Totem poles are an emblem of Alaska, famous the world over. Yet many misconceptions persist about them, and the interesting facts of their artistic, historical and cultural roles are little known.
"Alaska's Totem Poles," a new guide, brings the truth to light. In a compact format it explains what the poles really are, how they fit into the broader cultural context of Southeastern Alaska and how observers can "read" them.
Author Pat Kramer, a specialist on Native cultures of the Pacific Northwest, has written several other books about travel in the region.
"The meanings of totem poles have evolved greatly since contact with Europeans in the late 1700s," she writes. "... Today, totem crests are used to express Alaska's pride in all of its people, the land, its commemorative occasions, flourishing cultures and rich traditions."
The book honors the Tlingit, Haida and Tsimshian people who created the poles and provides a well-done overview of their cultures. The author clearly has worked with the tribes to create an authoritative and balanced account. Tsimshian carver David A. Boxley contributed the introduction, which emphasizes the importance of the poles and their renaissance in our time.
"Totem poles are so much more than carved cedar," he writes. "They literally stand for who we are."
Kramer begins by discussing the importance of old-growth cedar as a material and outlining the carving process.
She then launches into an interesting summary of the art form's history. In a small book it is impossible to be comprehensive, but she conveys much in few words. The totem poles, she says, were not indigenous for untold generations, but probably derived from smaller carvings fairly recently and did not achieve wide prominence until European contacts introduced metal tools that facilitated woodworking. They reached their apex in the 19th century, when increased trade brought affluence to the Native nobility, but faded when epidemics and social change depopulated coastal villages and undermined traditional forms of expression. Only in the second half of the 20th century did totem-pole carving revive, under the guidance of masters, many of whom are still at work.
The mid-section of the book describes styles, coloration and the traditional design elements found on extant poles. Kramer has taken pains to research the legends and social symbols behind the design elements, called crests, and shows how the poles incorporate mythology and oral history.
The resulting totem poles emerge as complex cultural symbols, somewhat analogous to flags or heraldry, expressing moods as diverse as memorials to the deceased, retellings of ancient myths and humorous jibes at the living.
The last part of the book answers a series of frequently asked questions about totem poles and provides a city-by-city guide of where to view them in the United States. Although most are in Southeast, there are listings ranging from Fairbanks to Seattle. The closest listing to the Kenai Peninsula is for Anchorage, where authentic poles are displayed at the railroad station, the state courthouse, the Alaska Native Medical Center, the Anchorage Museum of History and Art and the Alaska Native Heritage Center.
Kramer was careful to make the book timely and detailed, listing changes made in 2004, museum and tour phone numbers and even offering readers a Web site where they can submit additional totem-pole questions.
The photographs, although small and functional more than artsy, are attractive and appropriate. They include not only images of contemporary poles, but historic pictures and quality photographs of artists.

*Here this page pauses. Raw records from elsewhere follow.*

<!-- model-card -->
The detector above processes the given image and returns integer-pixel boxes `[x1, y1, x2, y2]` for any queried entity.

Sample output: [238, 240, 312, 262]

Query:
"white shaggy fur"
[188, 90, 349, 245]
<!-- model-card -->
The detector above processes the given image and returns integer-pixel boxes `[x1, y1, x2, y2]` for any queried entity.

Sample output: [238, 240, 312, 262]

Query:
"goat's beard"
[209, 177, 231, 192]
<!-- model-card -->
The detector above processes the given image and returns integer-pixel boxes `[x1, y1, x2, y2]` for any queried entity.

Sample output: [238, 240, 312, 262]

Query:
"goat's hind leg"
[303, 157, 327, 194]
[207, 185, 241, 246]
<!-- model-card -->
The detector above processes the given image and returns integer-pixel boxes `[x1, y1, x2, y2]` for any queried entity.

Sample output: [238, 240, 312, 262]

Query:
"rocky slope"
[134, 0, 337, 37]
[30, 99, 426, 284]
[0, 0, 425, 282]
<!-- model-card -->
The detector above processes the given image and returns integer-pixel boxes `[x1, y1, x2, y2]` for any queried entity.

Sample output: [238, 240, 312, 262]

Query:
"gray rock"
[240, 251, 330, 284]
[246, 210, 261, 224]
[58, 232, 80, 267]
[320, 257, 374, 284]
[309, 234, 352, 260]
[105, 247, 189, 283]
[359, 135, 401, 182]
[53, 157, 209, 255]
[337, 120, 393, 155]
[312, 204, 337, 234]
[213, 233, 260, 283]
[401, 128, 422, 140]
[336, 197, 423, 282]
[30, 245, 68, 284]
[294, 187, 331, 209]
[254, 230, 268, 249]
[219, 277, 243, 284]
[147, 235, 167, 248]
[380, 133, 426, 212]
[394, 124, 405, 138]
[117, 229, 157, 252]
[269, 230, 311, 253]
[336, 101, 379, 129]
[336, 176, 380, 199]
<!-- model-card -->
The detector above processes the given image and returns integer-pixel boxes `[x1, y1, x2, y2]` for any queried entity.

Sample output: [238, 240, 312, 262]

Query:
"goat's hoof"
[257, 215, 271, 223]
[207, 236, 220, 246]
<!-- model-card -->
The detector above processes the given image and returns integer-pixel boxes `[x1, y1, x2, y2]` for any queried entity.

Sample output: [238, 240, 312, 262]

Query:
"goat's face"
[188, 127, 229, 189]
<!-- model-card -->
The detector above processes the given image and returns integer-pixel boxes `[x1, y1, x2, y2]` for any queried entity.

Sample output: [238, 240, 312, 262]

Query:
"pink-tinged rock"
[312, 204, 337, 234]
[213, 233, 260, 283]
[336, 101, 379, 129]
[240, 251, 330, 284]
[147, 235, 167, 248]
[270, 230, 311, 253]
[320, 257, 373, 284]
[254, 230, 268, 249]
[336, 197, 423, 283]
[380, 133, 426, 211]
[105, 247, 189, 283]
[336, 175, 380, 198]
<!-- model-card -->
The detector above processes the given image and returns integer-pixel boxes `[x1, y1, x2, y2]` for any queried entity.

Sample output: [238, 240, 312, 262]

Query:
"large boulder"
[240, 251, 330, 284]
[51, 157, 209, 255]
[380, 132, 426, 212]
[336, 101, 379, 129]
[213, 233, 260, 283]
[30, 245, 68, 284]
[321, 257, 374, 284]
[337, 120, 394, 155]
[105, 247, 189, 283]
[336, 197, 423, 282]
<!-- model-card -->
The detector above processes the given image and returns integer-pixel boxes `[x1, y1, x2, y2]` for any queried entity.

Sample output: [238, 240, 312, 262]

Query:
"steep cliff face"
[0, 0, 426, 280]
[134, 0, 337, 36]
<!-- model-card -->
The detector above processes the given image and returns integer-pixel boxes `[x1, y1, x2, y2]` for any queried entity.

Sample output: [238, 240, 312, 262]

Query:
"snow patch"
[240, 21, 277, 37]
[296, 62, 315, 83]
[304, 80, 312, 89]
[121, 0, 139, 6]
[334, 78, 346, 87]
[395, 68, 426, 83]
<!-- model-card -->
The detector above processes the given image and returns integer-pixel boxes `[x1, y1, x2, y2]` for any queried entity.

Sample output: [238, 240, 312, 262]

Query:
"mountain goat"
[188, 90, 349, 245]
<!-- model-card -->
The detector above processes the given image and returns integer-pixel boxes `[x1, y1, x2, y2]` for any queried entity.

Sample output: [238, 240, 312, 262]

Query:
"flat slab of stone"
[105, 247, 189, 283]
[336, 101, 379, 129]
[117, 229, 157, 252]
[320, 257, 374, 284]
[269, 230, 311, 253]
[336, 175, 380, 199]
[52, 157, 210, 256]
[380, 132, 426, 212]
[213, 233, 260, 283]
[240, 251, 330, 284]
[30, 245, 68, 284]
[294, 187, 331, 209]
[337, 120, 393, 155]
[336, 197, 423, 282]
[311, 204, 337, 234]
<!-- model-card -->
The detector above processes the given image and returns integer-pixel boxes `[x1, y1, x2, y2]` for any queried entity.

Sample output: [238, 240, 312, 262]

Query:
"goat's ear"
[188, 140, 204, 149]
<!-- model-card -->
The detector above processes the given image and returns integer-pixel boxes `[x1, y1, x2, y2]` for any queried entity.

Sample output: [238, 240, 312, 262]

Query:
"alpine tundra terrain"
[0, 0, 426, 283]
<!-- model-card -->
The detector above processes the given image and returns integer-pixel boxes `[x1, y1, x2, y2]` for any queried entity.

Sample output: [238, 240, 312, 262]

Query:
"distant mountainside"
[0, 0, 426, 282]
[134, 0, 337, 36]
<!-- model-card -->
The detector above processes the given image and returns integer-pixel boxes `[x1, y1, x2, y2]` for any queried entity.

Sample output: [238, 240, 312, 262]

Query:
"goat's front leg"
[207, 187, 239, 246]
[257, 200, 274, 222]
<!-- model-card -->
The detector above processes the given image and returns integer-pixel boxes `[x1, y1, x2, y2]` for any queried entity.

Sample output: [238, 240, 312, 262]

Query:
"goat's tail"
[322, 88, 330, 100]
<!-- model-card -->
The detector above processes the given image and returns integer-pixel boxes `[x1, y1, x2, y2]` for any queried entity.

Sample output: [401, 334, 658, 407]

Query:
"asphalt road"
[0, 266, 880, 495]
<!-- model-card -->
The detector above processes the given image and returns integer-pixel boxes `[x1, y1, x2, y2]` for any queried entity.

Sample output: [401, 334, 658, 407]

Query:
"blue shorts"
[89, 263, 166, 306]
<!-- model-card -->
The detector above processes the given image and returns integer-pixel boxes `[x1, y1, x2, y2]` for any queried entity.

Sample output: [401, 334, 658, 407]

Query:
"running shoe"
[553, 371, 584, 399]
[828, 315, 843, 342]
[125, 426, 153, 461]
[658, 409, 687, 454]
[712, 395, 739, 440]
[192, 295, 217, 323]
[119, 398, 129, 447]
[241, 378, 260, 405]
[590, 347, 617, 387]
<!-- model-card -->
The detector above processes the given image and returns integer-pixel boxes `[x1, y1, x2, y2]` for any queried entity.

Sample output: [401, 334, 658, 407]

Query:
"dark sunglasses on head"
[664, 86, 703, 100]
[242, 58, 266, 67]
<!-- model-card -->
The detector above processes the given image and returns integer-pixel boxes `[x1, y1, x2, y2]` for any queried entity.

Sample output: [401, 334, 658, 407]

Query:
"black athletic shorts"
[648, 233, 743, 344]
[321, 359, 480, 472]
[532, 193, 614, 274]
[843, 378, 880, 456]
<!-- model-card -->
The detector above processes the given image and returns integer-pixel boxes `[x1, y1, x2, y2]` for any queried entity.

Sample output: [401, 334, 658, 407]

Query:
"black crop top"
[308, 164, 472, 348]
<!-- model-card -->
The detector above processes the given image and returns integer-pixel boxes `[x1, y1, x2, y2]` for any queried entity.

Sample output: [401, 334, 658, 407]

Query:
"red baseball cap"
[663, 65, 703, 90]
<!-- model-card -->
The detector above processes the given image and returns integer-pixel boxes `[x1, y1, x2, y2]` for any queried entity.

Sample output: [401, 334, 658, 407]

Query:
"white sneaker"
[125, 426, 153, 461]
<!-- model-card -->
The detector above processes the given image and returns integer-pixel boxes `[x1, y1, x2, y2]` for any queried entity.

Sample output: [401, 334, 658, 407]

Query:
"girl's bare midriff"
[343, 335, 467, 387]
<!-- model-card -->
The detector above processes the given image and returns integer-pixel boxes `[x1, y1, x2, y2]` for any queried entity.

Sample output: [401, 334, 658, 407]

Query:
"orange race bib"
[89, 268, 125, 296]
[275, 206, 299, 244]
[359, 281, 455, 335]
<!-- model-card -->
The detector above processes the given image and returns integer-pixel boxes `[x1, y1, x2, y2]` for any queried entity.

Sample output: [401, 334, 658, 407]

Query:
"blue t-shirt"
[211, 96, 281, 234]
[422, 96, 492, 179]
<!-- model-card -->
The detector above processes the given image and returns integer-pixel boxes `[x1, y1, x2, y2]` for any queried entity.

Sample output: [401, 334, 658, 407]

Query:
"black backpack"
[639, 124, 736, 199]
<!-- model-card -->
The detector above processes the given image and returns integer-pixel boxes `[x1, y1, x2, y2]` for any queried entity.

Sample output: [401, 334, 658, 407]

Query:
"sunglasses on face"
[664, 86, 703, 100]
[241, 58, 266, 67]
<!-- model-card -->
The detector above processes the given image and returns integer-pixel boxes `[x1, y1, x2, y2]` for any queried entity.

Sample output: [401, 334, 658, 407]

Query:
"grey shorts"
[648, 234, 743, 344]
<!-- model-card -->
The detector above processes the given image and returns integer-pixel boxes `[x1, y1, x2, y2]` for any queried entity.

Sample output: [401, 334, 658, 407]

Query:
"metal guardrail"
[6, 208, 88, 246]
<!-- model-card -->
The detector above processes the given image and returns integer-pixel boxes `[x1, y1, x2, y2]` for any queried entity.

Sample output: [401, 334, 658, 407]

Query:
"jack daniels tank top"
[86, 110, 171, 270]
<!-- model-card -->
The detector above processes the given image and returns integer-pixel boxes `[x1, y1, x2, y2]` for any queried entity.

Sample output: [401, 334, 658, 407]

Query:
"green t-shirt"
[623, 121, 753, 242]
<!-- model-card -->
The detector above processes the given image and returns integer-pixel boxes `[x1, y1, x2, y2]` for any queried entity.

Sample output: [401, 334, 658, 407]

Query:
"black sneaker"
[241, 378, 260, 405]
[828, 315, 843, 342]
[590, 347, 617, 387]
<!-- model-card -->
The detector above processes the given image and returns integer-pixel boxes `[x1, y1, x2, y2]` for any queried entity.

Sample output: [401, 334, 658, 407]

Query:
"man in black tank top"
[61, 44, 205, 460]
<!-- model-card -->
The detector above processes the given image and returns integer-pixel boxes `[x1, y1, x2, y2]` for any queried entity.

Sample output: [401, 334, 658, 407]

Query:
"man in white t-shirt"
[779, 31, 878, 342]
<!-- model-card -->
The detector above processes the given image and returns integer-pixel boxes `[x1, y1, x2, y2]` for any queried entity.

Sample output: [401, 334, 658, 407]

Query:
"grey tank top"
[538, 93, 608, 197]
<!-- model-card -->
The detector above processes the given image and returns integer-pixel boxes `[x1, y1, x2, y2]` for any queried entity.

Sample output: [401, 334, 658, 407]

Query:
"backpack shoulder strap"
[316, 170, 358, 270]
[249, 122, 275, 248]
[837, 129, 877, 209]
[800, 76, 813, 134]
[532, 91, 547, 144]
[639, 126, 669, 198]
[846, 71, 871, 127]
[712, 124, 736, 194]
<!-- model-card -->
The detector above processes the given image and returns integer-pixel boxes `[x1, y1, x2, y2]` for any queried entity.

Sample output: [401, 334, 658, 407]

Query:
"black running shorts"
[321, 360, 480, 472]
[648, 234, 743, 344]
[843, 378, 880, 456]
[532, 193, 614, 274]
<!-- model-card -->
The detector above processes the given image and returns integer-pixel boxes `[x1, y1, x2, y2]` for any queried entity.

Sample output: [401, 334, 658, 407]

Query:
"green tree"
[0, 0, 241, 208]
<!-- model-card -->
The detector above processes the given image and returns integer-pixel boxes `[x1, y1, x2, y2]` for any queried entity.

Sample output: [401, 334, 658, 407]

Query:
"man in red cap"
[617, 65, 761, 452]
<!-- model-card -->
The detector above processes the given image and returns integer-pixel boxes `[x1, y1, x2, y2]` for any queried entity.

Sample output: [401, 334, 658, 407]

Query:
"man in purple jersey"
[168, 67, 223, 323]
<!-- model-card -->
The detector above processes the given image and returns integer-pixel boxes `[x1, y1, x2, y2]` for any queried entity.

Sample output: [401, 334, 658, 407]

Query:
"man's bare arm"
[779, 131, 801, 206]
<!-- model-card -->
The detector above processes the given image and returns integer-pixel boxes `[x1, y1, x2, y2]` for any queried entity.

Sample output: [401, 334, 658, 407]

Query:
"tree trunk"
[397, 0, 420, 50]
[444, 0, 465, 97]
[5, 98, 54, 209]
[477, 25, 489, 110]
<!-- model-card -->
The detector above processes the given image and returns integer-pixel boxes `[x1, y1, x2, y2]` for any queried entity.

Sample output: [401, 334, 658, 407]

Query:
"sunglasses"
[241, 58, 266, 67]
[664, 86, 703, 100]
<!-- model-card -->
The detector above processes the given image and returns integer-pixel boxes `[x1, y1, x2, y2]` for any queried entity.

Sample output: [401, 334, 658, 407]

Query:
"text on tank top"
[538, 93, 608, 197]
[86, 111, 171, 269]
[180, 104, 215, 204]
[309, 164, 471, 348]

The small format, however, limits their numbers and impact.
The text is focused and informative. It is well written on the whole, although a few portions could be clearer.
"Alaska's Totem Poles" does not pretend to be the last word on the subject. It does not delve into artists' biographies, tutor readers on how to create totems or present a gallery of surviving works.
Instead, it is written for observers who wish to appreciate the art form. For such readers, it provides a real service: a comprehensive and compact insight into totem poles presented in an attractive and accessible way. For anyone planning to visit Southeast Alaska and seek out totem poles, this book is a valuable aid.
Shana Loshbaugh is a writer and former Clarion reporter who now lives near Fairbanks.